I am told that it is generally though silently admitted that, while Charles Cotton came of a school of fishermen renowned for accomplishment even now, his master and friend was not in the modern or Cottonian sense a fisherman at all. There was in him, indeed, a vast deal of the philosopher and the observer of nature and still more, perhaps, of the artist in English; but there was also not a little of the cockney sportsman. He never rose above the low-lived worm and quill; his prey was commonly those fish that are the scorn of the true angler, for he knew naught of trout and grayling, yet was deeply interested in such base creatures (and such poor eating) as chub and roach and dace; and that part of his treatise which has still a certain authority--which may be said, indeed, to have placed the mystery of fly-fishing upon something of a scientific basis--was not his work but that of 'my most honoured friend, Charles Cotton, Esq.' Again, it is a characteristic of your true as opposed to your cockney sportsman that, unless constrained thereto by hunger, he does not eat what he has killed; and it is a characteristic of Walton--who in this particular at least may stand for the authentic type of the cockney sportsman as opposed to the true one--that he delighted not much less in dining or supping on his catch than he did in the act of making it: as witness some of the most charming parts in a book that from one end to the other is charm and little besides.
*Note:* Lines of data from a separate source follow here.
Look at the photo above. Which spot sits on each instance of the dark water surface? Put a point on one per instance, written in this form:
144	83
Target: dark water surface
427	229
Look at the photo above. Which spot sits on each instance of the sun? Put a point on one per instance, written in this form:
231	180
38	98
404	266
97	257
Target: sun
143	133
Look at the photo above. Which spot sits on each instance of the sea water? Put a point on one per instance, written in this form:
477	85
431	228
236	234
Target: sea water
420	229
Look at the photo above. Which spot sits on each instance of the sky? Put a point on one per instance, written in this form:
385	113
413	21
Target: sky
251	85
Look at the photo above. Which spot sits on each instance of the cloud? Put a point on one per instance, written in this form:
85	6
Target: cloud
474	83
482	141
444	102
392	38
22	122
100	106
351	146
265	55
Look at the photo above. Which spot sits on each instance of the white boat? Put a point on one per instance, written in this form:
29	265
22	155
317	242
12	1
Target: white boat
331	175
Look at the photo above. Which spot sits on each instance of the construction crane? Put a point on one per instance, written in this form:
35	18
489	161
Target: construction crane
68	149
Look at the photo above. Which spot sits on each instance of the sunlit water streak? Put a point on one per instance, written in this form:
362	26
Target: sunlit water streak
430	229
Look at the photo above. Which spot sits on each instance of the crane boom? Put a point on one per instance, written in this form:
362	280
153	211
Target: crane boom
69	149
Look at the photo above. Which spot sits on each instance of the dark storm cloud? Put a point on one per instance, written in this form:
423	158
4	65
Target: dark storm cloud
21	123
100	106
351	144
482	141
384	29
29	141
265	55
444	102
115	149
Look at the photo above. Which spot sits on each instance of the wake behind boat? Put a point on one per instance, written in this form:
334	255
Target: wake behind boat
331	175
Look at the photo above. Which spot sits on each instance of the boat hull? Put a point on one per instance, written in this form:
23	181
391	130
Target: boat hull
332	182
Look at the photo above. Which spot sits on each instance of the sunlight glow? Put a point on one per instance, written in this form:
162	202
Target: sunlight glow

Indeed the truth--(with reverence be it spoken)--appears to be that the Compleat Angler is an expression in the terms of art of the cit's enjoyment of the country.
Master Piscator.
What Walton saw in angling was not that delight in the consciousness of accomplishment and intelligence which sends the true fisherman to the river and keeps him there, rejoicing in his strength, whether he kill or go empty away. It was rather the pretext--with a worm and perhaps a good supper at one end and a contemplative man at the other--of a day in the fields: where the skylark soared, and the earth smelled sweet, and the water flashed and tinkled as it ran, while hard by some milk-maid, courteous yet innocent, sang as she plied her nimble fingers, and not very far away the casement of the inn-parlour gleamed comfortable promises of talk and food and rest. That was the Master Piscator who, being an excellent man of letters, went out to 'stretch his legs up Tottenham Hill' in search of fish, and came home with immortal copy; and that was the Izaak Walton who 'ventured to fill a part' of Cotton's 'margin' with remarks not upon his theory of how to angle for trout or grayling in a clear stream but 'by way of paraphrase for your reader's clearer understanding both of the situation of your fishing house, and the pleasantness of that you dwell in.' He had the purest and the most innocent of minds, he was the master of a style as bright, as sweet, as refreshing and delightful, as fine clean home-spun some time in lavender; he called himself an angler, and he believed in the description with a cordial simplicity whose appeal is more persuasive now than ever. But he was nothing if not the citizen afield--the cockney aweary of Bow Bells and rejoicing in 'the sights and sounds of the open landscape.' After all it is only your town-bred poet who knows anything of the country, or is moved to concern himself in anywise for the sensations and experiences it yields. Milton was born in Bread Street, and Herrick in Cheapside. Yet Milton gave us the Allegro and the Penseroso and the scenery in Comus and the epic; while as for Herrick--the Night-Piece, the lovely and immortal verses To Meadows, the fresh yet sumptuous and noble To Corinna Going a-Maying, these and a hundred more are there to answer for him. Here Walton is with Herrick and Milton and many 'dear sons of Memory' besides; and that is why he not only loved the country but was moved to make art of it as well.